MODES FOR CARRYING OUT THE INVENTION

The method for producing high purity silicon of the present invention is a method for producing silicon by reducing halogenated silicon represented by the above-described formula (1) with an aluminum, wherein the aluminum used as a reductant has a purity of not less than 99.9% by weight.

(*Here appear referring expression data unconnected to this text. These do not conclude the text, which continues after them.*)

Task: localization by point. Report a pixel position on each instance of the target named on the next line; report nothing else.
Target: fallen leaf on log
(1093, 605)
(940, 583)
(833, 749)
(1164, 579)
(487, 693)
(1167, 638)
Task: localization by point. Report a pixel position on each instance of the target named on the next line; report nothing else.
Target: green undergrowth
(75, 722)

In the invention, the purity of the aluminum is the balance obtained by deducting the total % by weight of iron, copper, gallium, titanium, nickel, sodium, magnesium and zinc contained in the aluminum from 100% by weight. The purity of silicon is the balance obtained by deducting the total % by weight of iron, copper, gallium, titanium, nickel, sodium, magnesium and zinc contained in the silicon from 100% by weight. In the invention, purity analysis may be carried out by a glow discharge mass spectrometry.

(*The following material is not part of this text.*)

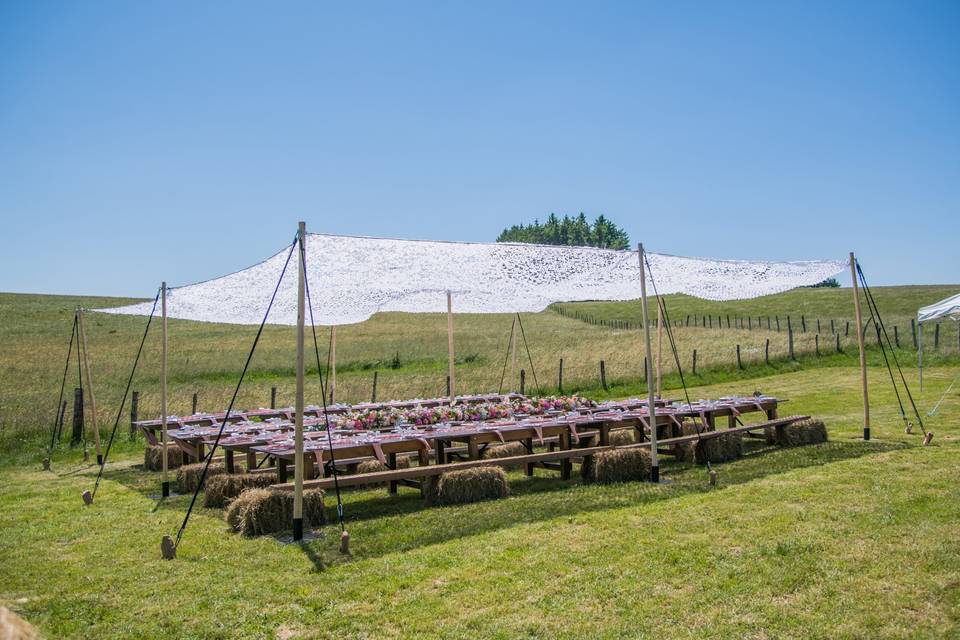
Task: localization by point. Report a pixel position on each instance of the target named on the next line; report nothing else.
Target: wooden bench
(398, 475)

Examples of the halogenated silicon include silicon tetrachloride, trichlorosilane, dichlorosilane and monochlorosilane, preferably silicon tetrachloride from the standpoint of cost. The high purity halogenated silicon produced by a well-known method may be used. Examples of the method include a method including a step of chlorinating silica in the presence of carbon at a temperature of 1000 to 1400° C.; a method including a step of reacting a metallurgical grade silicon with chlorine or hydrogen chloride. The resultant halogenated silicon is distilled to obtain high purity halogenated silicon having a purity of not less than 6 N (99.9999%).

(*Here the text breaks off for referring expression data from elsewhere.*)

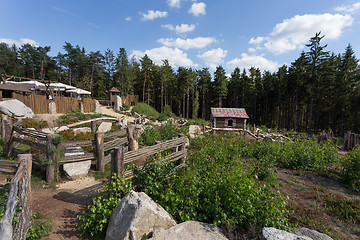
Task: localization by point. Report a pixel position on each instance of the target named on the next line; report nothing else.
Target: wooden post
(8, 137)
(93, 126)
(117, 160)
(99, 144)
(133, 133)
(182, 148)
(50, 155)
(3, 130)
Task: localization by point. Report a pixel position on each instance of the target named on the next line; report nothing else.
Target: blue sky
(189, 33)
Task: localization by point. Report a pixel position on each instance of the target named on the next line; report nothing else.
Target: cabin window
(230, 122)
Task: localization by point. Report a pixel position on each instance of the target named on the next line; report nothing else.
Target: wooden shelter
(113, 92)
(7, 90)
(228, 118)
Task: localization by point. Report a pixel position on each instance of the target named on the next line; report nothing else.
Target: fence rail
(19, 195)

The halogenated silicon used in the present invention has a purity of preferably not less than 4 N (99.99%), more preferably not less than 6 N and further preferably not less than 7 N (99.99999%). In particular, the halogenated silicon has a phosphorus (P) content or boron (B) content of preferably not more than 0.5 ppm, more preferably not more than 0.3 ppm and further preferably not more than 0.1 ppm.

In the present invention, the aluminum used as a reductant has a purity of not less than 99.9% by weight, more preferably not less than 99.99% by weight and further preferably not less than 99.995% by weight.

Each element of iron, copper, gallium, titanium, nickel, sodium, magnesium and zinc may be purified by directional solidification. From the standpoint of improving a yield in a step of directional solidification, the aluminum has

an iron content of preferably not more than 150 ppm, more preferably not more than 30 ppm, further preferably not more than 10 ppm and particularly preferably not more than 3 ppm;

a copper content of preferably not more than 290 ppm, more preferably not more than 30 ppm, further preferably not more than 10 ppm and particularly preferably not more than 3 ppm;

a titanium content of preferably not more than 30 ppm, more preferably not more than 10 ppm, further preferably not more than 7 ppm, particularly preferably not more than 3 ppm, more particularly preferably not more than 1 ppm and even more particularly preferably not more than 0.3 ppm;

a nickel content of preferably not more than 300 ppm, more preferably not more than 30 ppm, further preferably not more than 10 ppm, particularly preferably not more than 3 ppm and more particularly not more than 1 ppm;

a sodium content of preferably not more than 300 ppm, more preferably not more than 30 ppm, further preferably not more than 10 ppm and particularly preferably not more than 3 ppm;

a magnesium content of preferably not more than 300 ppm, more preferably not more than 30 ppm, further preferably not more than 10 ppm and particularly preferably not more than 3 ppm; and a zinc content of preferably not more than 300 ppm, more preferably not more than 30 ppm, further preferably not more than 10 ppm and particularly preferably not more than 3 ppm.

The aluminum has a phosphorus content of preferably not more than 0.5 ppm, more preferably not more than 0.3 ppm, further preferably not more than 0.1 ppm. Because phosphorus is one of other elements than these elements contained in aluminum, and is not removed from the aluminum by directional solidification which may be carried out as a step of silicon purification.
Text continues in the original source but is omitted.